Council Leader Jeff Cant stressed the importance of the facility saying that Dorset County Council should look to bringing the facility to a location in the county.

However, he added: “We don’t want Weymouth to become a magnet for more people who are suffering from drugs to come to the town, we have the vision to redevelop the town centre.

“Whilst I can see for a social sense for having these faculties, it is quite possible that it will have an impact on the community.”

As previously reported, borough councillors were told in June that the £620,000 grant which has been offered through Public Health Dorset for the integrated treatment facility was under threat after the issue was raised by Tophill West Councillor Penny McCarthy.

She said that a public perception that next to nothing was being done by the council although most drug and alcohol programmes were not in its remit.

Cllr McCarthy continued: “We should be more visible about what we are doing, this is a family resort yet all I’m seeing on social media is comments about people being drunk and injecting in the streets.”

The issue had also been highlighted after figures revealed that the number of drug deaths in the town had doubled in the space of 12 months with the figures showing that the town had a drug death rate of 12.7 per 100,000 people between 2015-17 in comparison with 2004-06 when the rate was 5.4.

Commenting on the funding loss, Cllr Cllr Steve Butler, Dorset County Council Cabinet member for Safeguarding, said:

“Despite an exhaustive search of properties in Weymouth & Portland (including proceeding to making an offer on two), we have not been able to find a site that is simultaneously available, affordable and acceptable to all parties.

“We therefore have to return the £620,000 funding to Public Health England.

“We are very disappointed that residents of Weymouth and Portland will now be unable to benefit from this resource at a time when public sector funding is being reduced.

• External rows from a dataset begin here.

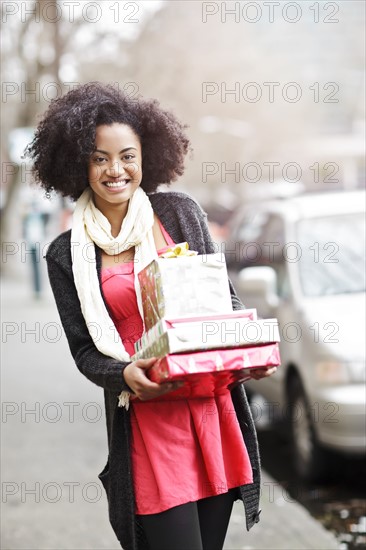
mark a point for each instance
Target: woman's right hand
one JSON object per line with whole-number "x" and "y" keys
{"x": 135, "y": 377}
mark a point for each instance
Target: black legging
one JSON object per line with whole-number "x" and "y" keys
{"x": 200, "y": 525}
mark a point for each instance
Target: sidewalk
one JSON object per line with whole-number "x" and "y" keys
{"x": 54, "y": 445}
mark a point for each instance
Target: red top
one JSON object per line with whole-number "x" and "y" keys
{"x": 184, "y": 450}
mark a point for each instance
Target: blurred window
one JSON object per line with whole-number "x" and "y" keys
{"x": 251, "y": 227}
{"x": 332, "y": 259}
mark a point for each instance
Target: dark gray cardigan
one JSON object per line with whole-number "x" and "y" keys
{"x": 185, "y": 221}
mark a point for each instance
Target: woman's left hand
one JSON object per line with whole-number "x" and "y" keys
{"x": 257, "y": 374}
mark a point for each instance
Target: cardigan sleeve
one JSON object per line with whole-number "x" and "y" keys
{"x": 104, "y": 371}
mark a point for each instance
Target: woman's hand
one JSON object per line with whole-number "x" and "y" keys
{"x": 257, "y": 374}
{"x": 135, "y": 376}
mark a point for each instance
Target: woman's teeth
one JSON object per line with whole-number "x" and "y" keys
{"x": 116, "y": 184}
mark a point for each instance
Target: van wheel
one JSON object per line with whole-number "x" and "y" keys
{"x": 309, "y": 458}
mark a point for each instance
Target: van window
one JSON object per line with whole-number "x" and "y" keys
{"x": 332, "y": 260}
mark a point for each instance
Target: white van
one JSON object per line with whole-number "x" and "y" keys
{"x": 302, "y": 260}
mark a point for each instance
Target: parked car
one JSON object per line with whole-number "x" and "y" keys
{"x": 302, "y": 260}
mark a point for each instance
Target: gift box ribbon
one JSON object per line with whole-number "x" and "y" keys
{"x": 177, "y": 251}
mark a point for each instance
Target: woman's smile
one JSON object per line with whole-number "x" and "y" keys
{"x": 115, "y": 167}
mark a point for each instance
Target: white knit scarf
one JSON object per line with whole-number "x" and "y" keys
{"x": 90, "y": 226}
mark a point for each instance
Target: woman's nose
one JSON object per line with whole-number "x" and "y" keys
{"x": 116, "y": 168}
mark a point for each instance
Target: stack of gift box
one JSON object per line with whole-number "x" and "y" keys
{"x": 192, "y": 330}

“However, we are committed to working with WPBC and other partners to try to understand how we can continue to improve treatment in Weymouth without this resource, supporting people affected by substance misuse, including their friends and family and the wider community.”

Councillor Mike Byatt, briefholder for Community Safety at Weymouth and Portland Borough Council added that the council was still “firmly committed” to bringing a treatment centre to the town and stressed now that they needed to “press the case” to Public Health England for new funding for the centre.